Non ci sono solo le storie delle vittime ma anche quelle dei medici e degli infermieri ad attrarre l’attenzione dei partecipanti. Storie come quella del giovane medico romano Federico Scottoni che Emergency la conosce, attraverso il padre, già da bambino e che, nonostante grandi difficoltà affrontate a causa di un incidente stradale riesce a portare a termine gli studi in medicina e a coronare il suo sogno, quello di lavorare in un ospedale di Emergency.
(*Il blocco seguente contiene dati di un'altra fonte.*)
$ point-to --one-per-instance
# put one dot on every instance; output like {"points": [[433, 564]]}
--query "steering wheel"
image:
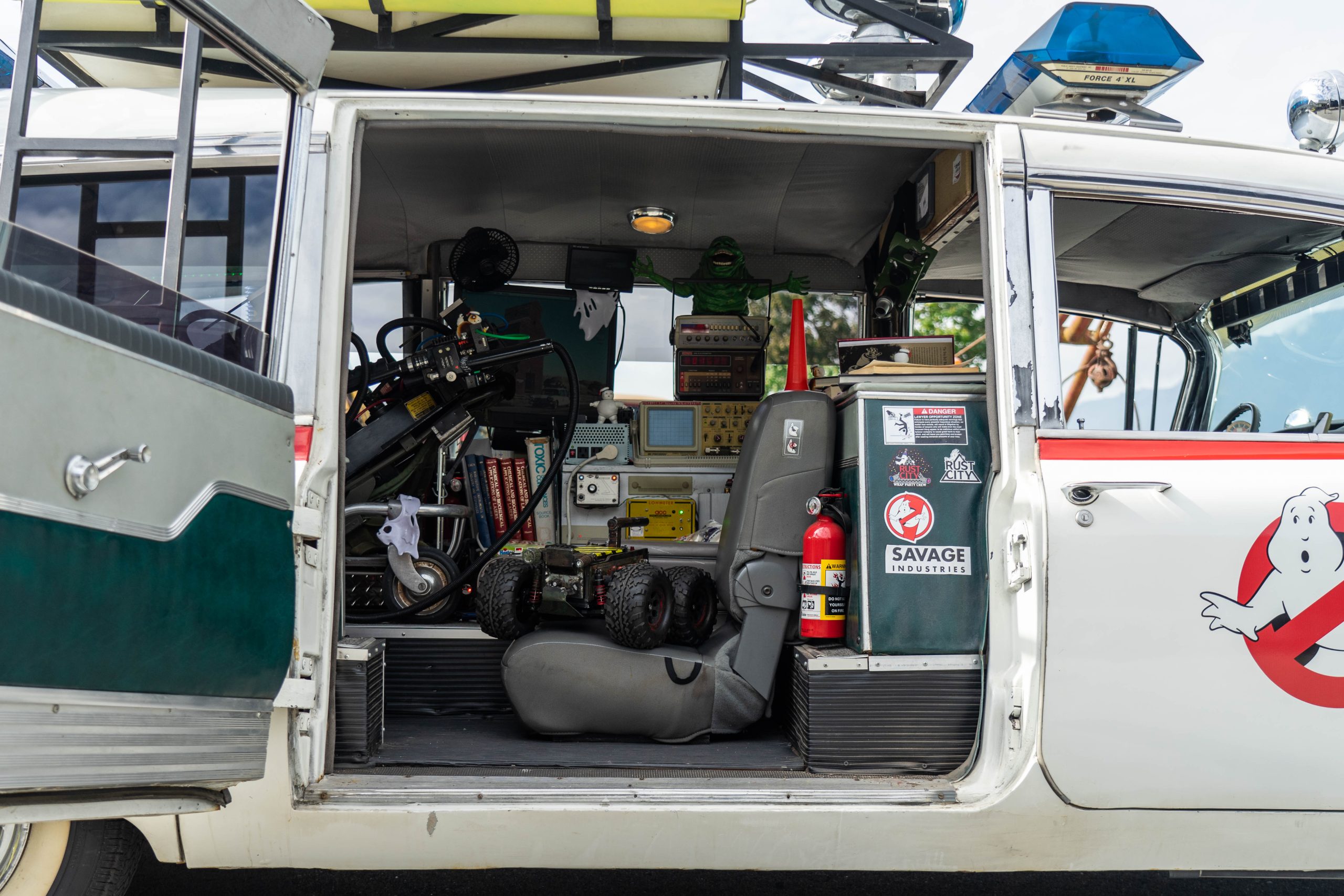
{"points": [[1232, 425]]}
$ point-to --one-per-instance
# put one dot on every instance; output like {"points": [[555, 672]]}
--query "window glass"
{"points": [[227, 245], [964, 321], [1095, 363], [1292, 367], [1260, 281]]}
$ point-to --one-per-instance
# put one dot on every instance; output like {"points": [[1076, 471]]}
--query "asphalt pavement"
{"points": [[170, 880]]}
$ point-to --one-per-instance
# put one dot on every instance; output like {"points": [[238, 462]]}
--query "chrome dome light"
{"points": [[652, 219], [1316, 112]]}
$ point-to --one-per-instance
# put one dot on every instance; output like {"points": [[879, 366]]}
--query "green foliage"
{"points": [[964, 321]]}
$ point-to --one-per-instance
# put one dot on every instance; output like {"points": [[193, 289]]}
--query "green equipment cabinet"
{"points": [[915, 462]]}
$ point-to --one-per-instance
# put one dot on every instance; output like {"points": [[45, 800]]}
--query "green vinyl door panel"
{"points": [[916, 464], [148, 624]]}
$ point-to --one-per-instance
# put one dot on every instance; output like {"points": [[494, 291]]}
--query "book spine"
{"points": [[508, 486], [480, 504], [524, 495], [496, 495], [538, 462]]}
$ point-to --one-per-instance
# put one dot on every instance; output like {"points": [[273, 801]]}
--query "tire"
{"points": [[639, 606], [76, 859], [505, 598], [440, 570], [695, 606]]}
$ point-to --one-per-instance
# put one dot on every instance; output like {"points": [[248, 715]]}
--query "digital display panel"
{"points": [[671, 428]]}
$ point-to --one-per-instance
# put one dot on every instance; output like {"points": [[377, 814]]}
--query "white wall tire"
{"points": [[35, 866], [71, 859]]}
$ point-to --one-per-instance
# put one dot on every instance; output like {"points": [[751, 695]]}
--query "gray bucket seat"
{"points": [[566, 681]]}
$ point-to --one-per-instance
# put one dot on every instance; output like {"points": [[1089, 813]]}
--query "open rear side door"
{"points": [[148, 598], [147, 561]]}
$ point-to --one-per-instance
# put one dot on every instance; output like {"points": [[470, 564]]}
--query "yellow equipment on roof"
{"points": [[620, 8]]}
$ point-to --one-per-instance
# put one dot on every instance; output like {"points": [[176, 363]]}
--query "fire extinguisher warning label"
{"points": [[924, 425], [828, 574], [933, 559]]}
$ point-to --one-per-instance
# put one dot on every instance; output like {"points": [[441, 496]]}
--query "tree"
{"points": [[964, 321]]}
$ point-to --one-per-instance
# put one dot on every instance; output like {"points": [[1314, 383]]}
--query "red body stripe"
{"points": [[1187, 450]]}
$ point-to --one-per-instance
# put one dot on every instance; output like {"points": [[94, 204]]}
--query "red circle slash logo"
{"points": [[1289, 604], [909, 516]]}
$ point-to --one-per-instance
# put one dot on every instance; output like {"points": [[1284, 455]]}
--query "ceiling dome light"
{"points": [[652, 219]]}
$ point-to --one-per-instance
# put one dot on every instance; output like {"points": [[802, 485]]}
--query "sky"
{"points": [[1254, 54]]}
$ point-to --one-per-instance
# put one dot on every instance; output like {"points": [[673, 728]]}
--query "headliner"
{"points": [[792, 203]]}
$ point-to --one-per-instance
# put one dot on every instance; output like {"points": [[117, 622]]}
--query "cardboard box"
{"points": [[924, 350]]}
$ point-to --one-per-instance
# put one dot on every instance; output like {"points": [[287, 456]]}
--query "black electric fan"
{"points": [[483, 260]]}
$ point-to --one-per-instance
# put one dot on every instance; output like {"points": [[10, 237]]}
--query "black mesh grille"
{"points": [[885, 722], [445, 676], [359, 707]]}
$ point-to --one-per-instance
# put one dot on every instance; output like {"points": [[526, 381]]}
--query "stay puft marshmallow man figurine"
{"points": [[606, 407], [1308, 559]]}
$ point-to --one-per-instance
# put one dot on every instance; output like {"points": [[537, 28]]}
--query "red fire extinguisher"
{"points": [[824, 590]]}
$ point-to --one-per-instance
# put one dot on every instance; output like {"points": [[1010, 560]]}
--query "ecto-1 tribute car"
{"points": [[1093, 579]]}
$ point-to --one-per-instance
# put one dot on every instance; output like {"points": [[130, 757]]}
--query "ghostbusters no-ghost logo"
{"points": [[1289, 601], [909, 516]]}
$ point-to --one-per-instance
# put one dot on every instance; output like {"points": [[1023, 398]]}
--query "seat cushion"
{"points": [[574, 680]]}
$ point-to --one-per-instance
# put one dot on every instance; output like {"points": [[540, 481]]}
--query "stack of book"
{"points": [[500, 487]]}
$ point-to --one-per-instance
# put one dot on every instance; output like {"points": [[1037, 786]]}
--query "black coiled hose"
{"points": [[361, 399], [424, 323], [542, 489]]}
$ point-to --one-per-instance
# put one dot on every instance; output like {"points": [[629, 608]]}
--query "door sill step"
{"points": [[355, 790]]}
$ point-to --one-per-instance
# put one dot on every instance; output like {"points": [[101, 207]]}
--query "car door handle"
{"points": [[84, 476], [1084, 493]]}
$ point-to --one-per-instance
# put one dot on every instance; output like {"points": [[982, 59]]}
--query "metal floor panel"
{"points": [[503, 741]]}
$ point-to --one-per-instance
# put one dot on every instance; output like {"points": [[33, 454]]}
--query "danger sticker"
{"points": [[929, 559], [828, 574], [924, 425]]}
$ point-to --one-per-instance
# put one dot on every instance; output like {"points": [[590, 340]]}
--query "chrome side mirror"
{"points": [[1316, 112]]}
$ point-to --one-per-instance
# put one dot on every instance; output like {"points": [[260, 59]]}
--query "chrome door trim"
{"points": [[142, 530], [57, 738], [425, 792], [65, 331], [1184, 191]]}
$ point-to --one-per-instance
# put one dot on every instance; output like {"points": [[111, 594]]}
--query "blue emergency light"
{"points": [[1092, 62]]}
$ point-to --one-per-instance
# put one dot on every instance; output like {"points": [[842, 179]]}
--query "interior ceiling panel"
{"points": [[777, 198]]}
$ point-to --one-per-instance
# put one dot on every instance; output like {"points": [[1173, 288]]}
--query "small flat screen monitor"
{"points": [[600, 268], [670, 428], [541, 398]]}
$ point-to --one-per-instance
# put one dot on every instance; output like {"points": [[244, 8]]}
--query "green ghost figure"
{"points": [[722, 261]]}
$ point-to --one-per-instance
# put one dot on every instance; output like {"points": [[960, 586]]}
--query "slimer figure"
{"points": [[722, 261]]}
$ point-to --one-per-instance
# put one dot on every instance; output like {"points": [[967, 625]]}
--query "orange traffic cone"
{"points": [[797, 379]]}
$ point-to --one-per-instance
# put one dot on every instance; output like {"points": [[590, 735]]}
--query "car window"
{"points": [[120, 219], [964, 321], [1288, 363], [1095, 366]]}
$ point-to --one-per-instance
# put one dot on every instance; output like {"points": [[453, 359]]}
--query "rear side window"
{"points": [[101, 239]]}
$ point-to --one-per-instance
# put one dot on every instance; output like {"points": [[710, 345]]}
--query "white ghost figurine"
{"points": [[402, 531], [594, 311], [1308, 559], [606, 407]]}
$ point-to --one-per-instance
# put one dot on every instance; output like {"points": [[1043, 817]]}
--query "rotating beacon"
{"points": [[824, 589]]}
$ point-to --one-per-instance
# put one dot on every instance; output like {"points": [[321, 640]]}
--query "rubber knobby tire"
{"points": [[503, 598], [639, 606], [695, 606]]}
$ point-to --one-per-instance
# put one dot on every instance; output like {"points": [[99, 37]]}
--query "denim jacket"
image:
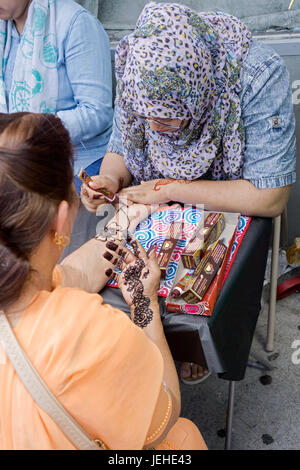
{"points": [[84, 79], [267, 110]]}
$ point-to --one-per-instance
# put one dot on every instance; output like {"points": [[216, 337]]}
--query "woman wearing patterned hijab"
{"points": [[203, 115]]}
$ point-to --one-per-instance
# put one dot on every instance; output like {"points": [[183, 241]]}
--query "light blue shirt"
{"points": [[84, 80], [268, 116]]}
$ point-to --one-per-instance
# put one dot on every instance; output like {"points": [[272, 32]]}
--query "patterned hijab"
{"points": [[182, 65]]}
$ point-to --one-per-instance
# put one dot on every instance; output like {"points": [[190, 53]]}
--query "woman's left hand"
{"points": [[148, 192]]}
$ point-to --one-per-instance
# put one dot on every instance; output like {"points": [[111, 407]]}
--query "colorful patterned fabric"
{"points": [[35, 79], [153, 230], [182, 65]]}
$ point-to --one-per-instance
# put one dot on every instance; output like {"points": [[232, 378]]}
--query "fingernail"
{"points": [[108, 256], [112, 246]]}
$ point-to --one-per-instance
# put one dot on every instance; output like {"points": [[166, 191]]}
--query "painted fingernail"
{"points": [[108, 256], [112, 246]]}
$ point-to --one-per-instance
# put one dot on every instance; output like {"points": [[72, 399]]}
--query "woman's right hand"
{"points": [[91, 198], [139, 280]]}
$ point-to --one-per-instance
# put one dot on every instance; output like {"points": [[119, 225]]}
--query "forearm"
{"points": [[230, 196], [85, 268], [154, 331], [113, 166]]}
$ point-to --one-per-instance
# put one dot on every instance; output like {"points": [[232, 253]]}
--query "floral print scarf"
{"points": [[34, 86], [182, 65]]}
Al momento vive e lavora a Londra ma è in attesa di tornare, dopo la prima esperienza in Sierra Leone, in una missione e precisamente nel nuovo ospedale di Entebe in Uganda che sarà terminato per la fine del 2019.
Si narrano storie e si raccontano aneddoti. Il dibattito tra Gino Strada e l’architetto Renzo Piano (che il dottor Strada chiama affettuosamente “il geometra”), moderato da Massimo Giannini e trasmesso anche in diretta su Radio Capital ha regalato momenti di grande umanità.
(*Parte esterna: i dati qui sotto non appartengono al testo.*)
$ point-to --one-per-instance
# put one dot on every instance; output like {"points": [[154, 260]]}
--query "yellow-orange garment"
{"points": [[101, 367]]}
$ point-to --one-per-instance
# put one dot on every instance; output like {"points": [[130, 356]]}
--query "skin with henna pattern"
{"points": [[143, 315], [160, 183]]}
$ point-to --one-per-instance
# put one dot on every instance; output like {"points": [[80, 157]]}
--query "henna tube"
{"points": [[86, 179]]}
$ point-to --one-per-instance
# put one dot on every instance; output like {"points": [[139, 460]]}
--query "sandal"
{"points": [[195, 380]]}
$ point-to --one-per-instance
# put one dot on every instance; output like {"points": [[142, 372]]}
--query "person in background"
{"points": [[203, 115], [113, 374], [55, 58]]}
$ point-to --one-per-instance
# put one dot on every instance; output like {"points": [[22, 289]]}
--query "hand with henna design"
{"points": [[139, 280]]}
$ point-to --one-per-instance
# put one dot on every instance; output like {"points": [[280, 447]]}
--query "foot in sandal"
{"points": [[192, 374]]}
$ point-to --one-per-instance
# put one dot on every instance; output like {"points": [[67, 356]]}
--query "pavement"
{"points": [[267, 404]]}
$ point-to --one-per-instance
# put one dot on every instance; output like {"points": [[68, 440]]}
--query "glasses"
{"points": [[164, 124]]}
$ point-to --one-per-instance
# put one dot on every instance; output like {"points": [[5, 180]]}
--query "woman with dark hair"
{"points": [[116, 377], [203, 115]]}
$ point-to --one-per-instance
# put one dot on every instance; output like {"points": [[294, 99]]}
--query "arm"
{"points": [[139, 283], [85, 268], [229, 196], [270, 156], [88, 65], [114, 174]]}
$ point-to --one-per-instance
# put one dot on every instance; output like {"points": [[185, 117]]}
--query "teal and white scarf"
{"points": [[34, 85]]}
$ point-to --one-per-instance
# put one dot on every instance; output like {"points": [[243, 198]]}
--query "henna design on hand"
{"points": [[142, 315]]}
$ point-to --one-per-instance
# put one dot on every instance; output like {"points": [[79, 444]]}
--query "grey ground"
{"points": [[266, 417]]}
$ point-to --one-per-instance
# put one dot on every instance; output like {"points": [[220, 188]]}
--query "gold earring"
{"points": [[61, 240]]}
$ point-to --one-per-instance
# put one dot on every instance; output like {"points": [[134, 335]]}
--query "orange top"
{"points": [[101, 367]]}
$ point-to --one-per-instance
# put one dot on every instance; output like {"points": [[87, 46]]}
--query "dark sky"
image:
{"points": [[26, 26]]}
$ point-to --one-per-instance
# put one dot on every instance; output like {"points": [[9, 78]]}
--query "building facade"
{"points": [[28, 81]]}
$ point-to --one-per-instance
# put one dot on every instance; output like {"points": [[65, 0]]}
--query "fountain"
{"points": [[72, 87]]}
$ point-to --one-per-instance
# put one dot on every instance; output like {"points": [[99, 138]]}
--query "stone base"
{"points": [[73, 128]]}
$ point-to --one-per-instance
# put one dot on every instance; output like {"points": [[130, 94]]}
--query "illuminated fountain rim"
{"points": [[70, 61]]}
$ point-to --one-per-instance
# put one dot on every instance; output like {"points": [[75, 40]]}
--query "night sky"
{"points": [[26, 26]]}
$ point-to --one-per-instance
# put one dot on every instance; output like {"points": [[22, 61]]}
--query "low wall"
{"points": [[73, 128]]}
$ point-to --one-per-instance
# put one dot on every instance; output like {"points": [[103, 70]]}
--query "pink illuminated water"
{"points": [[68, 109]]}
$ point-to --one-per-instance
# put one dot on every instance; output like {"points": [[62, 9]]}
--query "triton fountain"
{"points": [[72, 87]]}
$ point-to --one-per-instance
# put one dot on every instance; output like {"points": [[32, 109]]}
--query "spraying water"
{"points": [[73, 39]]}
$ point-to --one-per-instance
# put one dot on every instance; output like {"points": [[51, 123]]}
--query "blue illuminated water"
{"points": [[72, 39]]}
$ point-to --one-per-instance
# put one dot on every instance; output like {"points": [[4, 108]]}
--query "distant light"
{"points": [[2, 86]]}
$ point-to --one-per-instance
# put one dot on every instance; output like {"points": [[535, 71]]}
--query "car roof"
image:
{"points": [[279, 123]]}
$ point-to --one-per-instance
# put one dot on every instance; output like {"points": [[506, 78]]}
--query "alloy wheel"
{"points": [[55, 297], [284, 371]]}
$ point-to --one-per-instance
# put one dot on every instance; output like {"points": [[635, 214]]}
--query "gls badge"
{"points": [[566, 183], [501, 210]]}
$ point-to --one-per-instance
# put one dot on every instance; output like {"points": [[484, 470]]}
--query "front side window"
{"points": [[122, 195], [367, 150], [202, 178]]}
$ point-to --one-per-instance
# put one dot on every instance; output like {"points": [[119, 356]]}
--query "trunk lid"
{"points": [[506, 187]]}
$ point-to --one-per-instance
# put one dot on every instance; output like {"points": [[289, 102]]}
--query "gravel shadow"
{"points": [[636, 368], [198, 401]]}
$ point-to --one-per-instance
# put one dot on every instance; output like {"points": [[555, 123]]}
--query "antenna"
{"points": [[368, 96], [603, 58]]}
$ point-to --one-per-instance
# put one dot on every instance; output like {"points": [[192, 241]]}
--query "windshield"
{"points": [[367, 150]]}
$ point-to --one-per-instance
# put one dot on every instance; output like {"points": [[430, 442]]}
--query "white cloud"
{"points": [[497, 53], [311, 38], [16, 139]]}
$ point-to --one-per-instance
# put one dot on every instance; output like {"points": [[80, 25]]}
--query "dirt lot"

Renzo Piano racconta di quando Gino Strada lo va a trovare per chiedergli di progettare il nuovo ospedale di Entebe. Alla domanda su come lo volesse, Gino Strada da una risposta al tempo stesso straordinaria e geniale: “lo voglio scandalosamente bello”. Qualsiasi altra persona a capo di un’organizzazione umanitaria come Emergency, qualsiasi altro medico a quella domanda avrebbe risposto con una serie di dati tecnici e di caratteristiche architettoniche. Gino Strada no, lui vede in ogni ospedale anche un luogo di rinascita per le popolazioni che ne fruiscono, un luogo dove la bellezza è parte della cura ed è messaggio di pace e di normalità in paesi e per popoli per i quali la normalità è la guerra, la povertà, la paura.
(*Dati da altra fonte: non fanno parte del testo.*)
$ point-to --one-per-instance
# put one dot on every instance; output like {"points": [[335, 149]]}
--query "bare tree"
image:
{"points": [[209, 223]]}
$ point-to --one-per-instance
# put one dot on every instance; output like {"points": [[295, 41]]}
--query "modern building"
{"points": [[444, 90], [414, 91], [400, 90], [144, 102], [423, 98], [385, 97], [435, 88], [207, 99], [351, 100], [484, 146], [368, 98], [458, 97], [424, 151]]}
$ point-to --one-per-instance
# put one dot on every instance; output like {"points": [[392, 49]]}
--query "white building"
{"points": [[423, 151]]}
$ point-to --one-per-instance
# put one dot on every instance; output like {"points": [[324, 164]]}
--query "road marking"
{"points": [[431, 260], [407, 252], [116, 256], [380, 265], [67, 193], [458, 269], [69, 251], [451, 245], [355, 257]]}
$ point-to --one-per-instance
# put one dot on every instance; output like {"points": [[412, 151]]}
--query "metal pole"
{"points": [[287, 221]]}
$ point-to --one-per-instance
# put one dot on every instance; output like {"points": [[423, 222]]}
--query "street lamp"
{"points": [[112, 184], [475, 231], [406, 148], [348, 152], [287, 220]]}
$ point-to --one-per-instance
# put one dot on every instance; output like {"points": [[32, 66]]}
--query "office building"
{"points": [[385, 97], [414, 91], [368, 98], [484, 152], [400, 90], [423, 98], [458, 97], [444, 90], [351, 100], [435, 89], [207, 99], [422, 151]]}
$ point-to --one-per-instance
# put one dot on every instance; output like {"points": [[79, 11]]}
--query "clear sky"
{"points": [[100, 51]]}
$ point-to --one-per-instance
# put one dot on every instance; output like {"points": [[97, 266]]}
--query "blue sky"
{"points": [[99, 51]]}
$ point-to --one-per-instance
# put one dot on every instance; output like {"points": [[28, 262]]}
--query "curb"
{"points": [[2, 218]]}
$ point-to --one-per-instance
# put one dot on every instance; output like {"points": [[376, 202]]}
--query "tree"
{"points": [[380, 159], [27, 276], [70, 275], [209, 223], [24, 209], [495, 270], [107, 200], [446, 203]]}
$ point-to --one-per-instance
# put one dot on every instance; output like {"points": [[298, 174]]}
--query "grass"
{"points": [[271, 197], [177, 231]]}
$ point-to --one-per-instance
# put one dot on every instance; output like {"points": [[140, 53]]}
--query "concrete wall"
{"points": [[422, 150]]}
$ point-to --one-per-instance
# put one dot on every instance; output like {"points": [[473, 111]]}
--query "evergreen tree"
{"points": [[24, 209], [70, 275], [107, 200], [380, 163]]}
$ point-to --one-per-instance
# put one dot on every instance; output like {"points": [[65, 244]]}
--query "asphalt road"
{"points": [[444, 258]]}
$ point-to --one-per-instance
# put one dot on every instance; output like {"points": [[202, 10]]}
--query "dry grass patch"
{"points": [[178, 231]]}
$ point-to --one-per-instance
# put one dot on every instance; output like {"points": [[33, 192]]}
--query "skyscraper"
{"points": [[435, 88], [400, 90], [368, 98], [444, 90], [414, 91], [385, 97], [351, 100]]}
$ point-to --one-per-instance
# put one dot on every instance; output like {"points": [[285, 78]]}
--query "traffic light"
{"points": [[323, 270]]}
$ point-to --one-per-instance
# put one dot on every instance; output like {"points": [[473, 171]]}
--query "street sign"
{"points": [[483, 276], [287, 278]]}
Mentre ascoltavo questo dibattito mi è venuto in mente l’ex ministro Tremonti che diceva “con la cultura non si mangia” (lui nega ma c’è chi giura di averglielo sentito dire e comunque se non vera questa è una frase verosimilmente attribuibile ad una ben nota area politica). Con la cultura non si mangia da una parte e con la bellezza si cura. Non solo con la bellezza certo ma anche con essa oltre che cultura, arte, bellezza, grande capacità professionale, grande generosità e senso della responsabilità sociale. Si curano le ferite fisiche, le malattie ma anche le ferite nell’anima, quel senso di disperazione che queste persone si portano dentro anche molto oltre la degenza in ospedale. Chissà se chi attacca le ONG conosce quanto c’è intorno alle loro attività. Spero di no perchè sarebbe la sola attenuante che potremmo concedergli.